梟の城
ちょっと前の週末に暇つぶしにふらふら東京散歩(もちろん自転車)してたときのこと。新橋の交差点で信号待ちをしていたら、改札から出てきた若い男の子が、『坂の上の雲』の7巻を読みながらガードレールに腰をかけるという場面に遭遇した。7巻といったらもうクライマックス。本日天気晴朗なれど波高しだ。誰かと待ち合わせしている風だったけど、こんなときだけは「まだ来ないでくれー。遅刻してくれー。」とか思うよね。
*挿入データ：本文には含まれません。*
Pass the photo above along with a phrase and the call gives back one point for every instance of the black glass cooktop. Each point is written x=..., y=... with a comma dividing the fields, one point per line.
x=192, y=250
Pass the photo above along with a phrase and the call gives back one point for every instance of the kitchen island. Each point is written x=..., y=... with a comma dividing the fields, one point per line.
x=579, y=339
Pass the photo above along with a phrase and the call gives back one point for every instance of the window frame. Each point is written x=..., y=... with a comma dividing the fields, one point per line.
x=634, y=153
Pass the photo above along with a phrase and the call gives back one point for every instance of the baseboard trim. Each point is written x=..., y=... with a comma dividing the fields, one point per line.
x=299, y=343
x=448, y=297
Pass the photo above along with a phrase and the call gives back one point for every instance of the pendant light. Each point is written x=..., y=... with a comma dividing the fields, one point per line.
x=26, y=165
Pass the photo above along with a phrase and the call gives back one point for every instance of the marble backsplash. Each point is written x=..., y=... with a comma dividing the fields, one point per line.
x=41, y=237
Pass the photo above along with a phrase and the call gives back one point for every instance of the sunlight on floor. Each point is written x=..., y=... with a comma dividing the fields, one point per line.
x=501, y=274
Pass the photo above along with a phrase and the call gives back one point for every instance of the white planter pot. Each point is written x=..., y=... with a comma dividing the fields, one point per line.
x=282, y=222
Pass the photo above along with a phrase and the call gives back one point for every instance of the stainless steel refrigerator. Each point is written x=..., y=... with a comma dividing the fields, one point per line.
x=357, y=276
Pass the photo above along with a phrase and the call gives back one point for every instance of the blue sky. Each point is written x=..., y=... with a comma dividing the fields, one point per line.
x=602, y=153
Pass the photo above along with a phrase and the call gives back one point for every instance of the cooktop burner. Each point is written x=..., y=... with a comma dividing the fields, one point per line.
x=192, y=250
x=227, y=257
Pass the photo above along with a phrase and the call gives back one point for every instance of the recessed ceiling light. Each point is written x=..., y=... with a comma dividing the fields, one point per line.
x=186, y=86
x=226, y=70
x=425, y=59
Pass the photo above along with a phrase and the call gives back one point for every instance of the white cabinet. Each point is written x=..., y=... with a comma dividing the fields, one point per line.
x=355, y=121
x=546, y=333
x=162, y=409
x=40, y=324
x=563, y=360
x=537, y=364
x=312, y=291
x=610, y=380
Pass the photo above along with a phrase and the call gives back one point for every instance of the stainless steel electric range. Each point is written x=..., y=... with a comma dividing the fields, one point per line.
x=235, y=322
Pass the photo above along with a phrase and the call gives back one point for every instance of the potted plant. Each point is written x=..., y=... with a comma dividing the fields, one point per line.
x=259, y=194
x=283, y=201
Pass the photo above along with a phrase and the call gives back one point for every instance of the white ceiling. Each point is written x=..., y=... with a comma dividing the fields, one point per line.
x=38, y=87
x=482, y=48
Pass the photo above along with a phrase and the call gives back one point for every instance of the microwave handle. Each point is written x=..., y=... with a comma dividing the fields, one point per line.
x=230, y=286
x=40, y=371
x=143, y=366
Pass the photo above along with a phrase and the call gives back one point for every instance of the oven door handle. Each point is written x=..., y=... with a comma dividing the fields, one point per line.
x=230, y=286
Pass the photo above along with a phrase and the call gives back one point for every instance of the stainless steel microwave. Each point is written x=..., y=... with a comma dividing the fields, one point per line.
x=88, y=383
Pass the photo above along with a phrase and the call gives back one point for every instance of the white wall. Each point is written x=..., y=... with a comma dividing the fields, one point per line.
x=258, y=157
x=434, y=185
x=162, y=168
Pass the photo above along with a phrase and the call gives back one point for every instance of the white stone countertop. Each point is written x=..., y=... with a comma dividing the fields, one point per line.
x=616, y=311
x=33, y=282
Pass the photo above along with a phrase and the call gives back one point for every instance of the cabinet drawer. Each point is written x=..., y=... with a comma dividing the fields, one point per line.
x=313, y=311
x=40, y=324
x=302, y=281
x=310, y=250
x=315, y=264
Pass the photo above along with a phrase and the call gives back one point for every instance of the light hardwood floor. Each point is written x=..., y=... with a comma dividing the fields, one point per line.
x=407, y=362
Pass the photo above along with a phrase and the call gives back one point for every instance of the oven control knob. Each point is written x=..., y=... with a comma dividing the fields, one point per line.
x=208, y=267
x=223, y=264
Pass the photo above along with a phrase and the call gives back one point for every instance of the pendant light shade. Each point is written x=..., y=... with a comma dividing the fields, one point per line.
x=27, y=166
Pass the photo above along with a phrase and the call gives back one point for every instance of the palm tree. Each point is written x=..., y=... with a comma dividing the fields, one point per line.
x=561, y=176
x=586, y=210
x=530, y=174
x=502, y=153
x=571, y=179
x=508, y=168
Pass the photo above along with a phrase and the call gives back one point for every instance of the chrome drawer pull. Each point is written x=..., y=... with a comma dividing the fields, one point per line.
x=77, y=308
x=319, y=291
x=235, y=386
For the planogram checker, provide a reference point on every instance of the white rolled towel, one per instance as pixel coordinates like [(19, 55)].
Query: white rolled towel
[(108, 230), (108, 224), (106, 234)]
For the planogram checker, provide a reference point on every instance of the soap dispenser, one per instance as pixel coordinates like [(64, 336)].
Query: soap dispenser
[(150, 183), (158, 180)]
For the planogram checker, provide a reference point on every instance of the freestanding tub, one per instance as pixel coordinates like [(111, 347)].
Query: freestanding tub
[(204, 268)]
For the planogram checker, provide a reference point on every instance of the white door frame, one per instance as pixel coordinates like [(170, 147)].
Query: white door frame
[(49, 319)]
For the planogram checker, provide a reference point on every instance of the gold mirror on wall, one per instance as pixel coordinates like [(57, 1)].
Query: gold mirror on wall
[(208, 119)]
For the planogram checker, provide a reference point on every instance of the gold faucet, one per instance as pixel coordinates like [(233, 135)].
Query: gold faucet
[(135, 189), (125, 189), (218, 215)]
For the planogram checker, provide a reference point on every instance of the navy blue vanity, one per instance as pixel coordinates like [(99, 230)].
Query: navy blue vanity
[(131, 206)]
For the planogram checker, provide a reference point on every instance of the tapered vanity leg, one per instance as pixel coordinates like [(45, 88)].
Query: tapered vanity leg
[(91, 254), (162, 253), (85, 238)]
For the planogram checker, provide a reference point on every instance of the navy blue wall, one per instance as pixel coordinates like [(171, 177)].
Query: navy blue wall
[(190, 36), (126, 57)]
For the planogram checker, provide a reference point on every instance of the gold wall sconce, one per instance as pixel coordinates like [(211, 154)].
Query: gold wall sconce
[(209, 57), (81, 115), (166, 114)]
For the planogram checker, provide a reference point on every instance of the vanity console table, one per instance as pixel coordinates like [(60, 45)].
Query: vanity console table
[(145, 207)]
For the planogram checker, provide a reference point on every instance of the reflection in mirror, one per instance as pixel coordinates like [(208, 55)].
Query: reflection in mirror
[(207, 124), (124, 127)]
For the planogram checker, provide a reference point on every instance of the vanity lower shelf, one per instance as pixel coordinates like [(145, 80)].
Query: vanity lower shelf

で、本屋に行って司馬遼太郎を物色する。竜馬とか燃えよ剣とかあるけど、まったく読んだことがないが最近再度映画化されて話題になっていたのでタイトルだけ知っていた『梟の城』を選択。1冊完結なところもよし。
竜馬とか坂の上の雲みたいな、史実なのか小説なのかわからないのとは違ってこれは完全に小説なんだけど、忍者の話というそもそも男の子を誘う設定、伊賀と甲賀の争いのような聞いたことはある話の、もっと詳しいウンチクをいろいろ知ることができる、さらには男女のホゲモゲ的なこともありーの、というまあそれはそれは楽しめる物語でした。オチも納得。女性の登場人物の設定がいかにも男性から見た理想の二極を表していて、世の中そんなにうまくいかねーよと何度も思わされるのが唯一の問題だったけど、男が読んでんだからいいだろ。
映画は見ないよ。中井貴一や黒阿弥:火野正平はいいと思うけど、ヒロイン2人が鶴田真由と葉月里緒菜ってありえん。